You are viewing a plain text version of this content. The canonical link for it is here.
Posted to users@kafka.apache.org by David Montgomery <da...@gmail.com> on 2015/07/03 06:50:58 UTC

How to shard and replicate with python and kafka

Hi,

I am using druid that consumes from kafka 8.  Using python-kafka I write to
kafka so 1 server and I have 2 partitions.

Given this setup,

1) How do I shard random? I assume a shard == partition...I hope.. and I
assune the client is responsible for sharding

For Example
rand = random.choice([0,1])
req = ProduceRequest(topic=test_topic,
partition=rand,messages=[create_message(test_payload)])
response = kafka.send_produce_request(payloads=[req], fail_on_error=True)

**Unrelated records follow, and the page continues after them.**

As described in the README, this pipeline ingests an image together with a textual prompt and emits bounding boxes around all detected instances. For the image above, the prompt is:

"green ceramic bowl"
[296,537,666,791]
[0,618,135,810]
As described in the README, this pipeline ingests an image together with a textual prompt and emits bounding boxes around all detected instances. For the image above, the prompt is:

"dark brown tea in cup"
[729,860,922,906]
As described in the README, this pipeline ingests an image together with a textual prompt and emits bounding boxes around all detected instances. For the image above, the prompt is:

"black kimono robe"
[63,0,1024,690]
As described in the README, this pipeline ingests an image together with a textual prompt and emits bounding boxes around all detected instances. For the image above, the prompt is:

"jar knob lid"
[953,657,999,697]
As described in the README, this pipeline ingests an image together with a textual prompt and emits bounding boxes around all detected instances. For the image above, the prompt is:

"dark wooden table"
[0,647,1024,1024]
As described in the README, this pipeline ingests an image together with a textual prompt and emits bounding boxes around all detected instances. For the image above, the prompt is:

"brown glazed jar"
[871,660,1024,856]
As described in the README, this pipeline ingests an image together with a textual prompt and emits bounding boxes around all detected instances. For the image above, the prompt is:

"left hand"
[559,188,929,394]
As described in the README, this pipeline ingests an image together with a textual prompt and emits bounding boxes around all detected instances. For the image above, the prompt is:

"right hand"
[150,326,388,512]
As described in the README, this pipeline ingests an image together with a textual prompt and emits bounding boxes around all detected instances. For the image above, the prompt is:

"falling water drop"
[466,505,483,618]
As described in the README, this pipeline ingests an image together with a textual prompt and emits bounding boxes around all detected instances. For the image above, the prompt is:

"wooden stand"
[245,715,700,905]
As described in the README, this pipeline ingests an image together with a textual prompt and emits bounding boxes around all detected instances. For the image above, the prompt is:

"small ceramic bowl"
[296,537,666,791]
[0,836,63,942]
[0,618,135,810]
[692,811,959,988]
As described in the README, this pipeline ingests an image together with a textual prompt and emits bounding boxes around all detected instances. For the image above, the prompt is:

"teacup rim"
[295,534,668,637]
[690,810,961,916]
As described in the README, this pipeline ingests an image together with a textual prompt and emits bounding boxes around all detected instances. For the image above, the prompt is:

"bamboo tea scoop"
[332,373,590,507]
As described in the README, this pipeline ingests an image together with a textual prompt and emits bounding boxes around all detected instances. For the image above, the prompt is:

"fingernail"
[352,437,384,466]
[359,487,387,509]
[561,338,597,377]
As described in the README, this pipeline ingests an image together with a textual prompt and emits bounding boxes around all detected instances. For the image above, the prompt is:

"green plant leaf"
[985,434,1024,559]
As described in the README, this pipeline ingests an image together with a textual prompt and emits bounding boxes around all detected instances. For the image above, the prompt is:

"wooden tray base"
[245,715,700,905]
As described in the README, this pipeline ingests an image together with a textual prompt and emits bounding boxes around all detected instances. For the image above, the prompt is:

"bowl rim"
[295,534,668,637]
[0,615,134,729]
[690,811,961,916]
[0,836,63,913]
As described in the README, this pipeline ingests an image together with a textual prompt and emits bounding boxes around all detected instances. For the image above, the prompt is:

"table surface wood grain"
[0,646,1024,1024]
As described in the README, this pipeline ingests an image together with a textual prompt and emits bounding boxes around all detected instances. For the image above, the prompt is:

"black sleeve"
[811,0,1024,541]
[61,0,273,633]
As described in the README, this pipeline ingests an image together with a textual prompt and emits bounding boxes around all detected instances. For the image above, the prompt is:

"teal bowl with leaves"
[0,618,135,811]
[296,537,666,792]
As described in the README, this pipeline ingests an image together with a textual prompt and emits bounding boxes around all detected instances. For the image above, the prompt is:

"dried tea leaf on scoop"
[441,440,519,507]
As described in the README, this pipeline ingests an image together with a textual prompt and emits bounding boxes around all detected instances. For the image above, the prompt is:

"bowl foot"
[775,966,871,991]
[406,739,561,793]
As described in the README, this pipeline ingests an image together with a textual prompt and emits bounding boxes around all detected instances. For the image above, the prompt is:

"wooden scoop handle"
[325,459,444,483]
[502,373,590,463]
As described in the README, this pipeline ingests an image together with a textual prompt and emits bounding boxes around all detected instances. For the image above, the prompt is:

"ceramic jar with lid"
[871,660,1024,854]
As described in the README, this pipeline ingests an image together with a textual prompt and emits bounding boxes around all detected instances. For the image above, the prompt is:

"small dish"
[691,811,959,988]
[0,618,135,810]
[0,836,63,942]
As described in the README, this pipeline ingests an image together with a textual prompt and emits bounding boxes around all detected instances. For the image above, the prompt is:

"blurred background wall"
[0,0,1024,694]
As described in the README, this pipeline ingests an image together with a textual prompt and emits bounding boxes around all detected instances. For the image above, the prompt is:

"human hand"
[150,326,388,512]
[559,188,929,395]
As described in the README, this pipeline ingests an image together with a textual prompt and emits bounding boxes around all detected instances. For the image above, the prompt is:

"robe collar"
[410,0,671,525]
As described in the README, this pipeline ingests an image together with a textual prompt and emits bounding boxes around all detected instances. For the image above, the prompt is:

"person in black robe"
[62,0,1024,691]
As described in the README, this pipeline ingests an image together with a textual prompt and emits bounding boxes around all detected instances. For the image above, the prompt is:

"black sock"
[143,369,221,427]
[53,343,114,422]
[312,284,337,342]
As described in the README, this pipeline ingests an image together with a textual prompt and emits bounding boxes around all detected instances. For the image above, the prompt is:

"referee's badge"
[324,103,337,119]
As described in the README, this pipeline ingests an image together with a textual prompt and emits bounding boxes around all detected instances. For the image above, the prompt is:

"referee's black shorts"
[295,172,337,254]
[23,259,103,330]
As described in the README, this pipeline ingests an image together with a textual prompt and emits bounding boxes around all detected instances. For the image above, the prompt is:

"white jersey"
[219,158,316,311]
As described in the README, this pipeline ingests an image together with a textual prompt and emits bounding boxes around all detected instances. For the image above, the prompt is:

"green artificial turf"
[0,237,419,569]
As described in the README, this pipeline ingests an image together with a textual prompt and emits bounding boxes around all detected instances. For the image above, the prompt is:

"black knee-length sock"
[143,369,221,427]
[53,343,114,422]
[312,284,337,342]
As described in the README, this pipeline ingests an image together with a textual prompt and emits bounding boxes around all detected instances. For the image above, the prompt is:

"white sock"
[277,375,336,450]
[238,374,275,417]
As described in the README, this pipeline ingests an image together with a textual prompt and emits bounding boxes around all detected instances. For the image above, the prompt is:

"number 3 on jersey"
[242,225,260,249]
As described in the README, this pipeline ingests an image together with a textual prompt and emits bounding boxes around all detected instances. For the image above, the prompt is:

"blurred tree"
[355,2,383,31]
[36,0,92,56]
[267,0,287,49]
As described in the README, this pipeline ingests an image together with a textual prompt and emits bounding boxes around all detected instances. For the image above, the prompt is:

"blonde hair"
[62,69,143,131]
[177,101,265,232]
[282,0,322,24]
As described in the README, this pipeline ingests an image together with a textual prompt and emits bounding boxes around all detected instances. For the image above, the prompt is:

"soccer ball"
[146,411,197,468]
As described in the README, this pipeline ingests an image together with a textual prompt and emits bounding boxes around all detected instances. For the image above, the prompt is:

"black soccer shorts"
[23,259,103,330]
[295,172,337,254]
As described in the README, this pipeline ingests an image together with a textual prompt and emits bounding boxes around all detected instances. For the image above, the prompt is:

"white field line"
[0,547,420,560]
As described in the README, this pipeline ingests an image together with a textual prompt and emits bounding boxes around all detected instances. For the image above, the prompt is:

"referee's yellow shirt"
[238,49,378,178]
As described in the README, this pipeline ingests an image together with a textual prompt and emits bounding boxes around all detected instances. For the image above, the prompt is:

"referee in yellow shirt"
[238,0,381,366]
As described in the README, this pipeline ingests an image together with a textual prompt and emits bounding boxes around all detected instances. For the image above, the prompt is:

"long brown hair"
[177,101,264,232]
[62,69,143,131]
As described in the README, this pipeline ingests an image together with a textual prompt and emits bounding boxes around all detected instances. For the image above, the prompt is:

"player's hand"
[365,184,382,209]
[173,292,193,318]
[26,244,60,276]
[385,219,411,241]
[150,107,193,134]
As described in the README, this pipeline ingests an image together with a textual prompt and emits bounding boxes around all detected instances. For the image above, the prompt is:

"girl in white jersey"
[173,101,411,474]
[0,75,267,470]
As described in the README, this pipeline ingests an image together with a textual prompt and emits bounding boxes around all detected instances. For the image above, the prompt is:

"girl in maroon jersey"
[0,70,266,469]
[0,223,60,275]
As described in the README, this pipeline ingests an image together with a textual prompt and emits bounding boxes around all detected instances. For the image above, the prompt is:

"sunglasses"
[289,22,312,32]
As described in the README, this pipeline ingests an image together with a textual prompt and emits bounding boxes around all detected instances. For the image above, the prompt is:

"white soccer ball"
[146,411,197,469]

Is the above best practice?

If I extend to 2 servers with 2 partitions then what does sharding look
like?
In my kafka client:
kafka = KafkaClient('111.111.111.111:9092,222.222.222.222:9092')

So with 2 servers and 2  partitions each does kafka write only to one
partiton out of the 4 total across 2 servers?  Thus the client does a round
robin?


In terms of replication.....what I gather from the docs, this happens on
the broker node, not the python client.  Thus all topics have a rep factor
of 2 using the below.

e.g.

server.properties
# Replication configurations
num.replica.fetchers=2


Thanks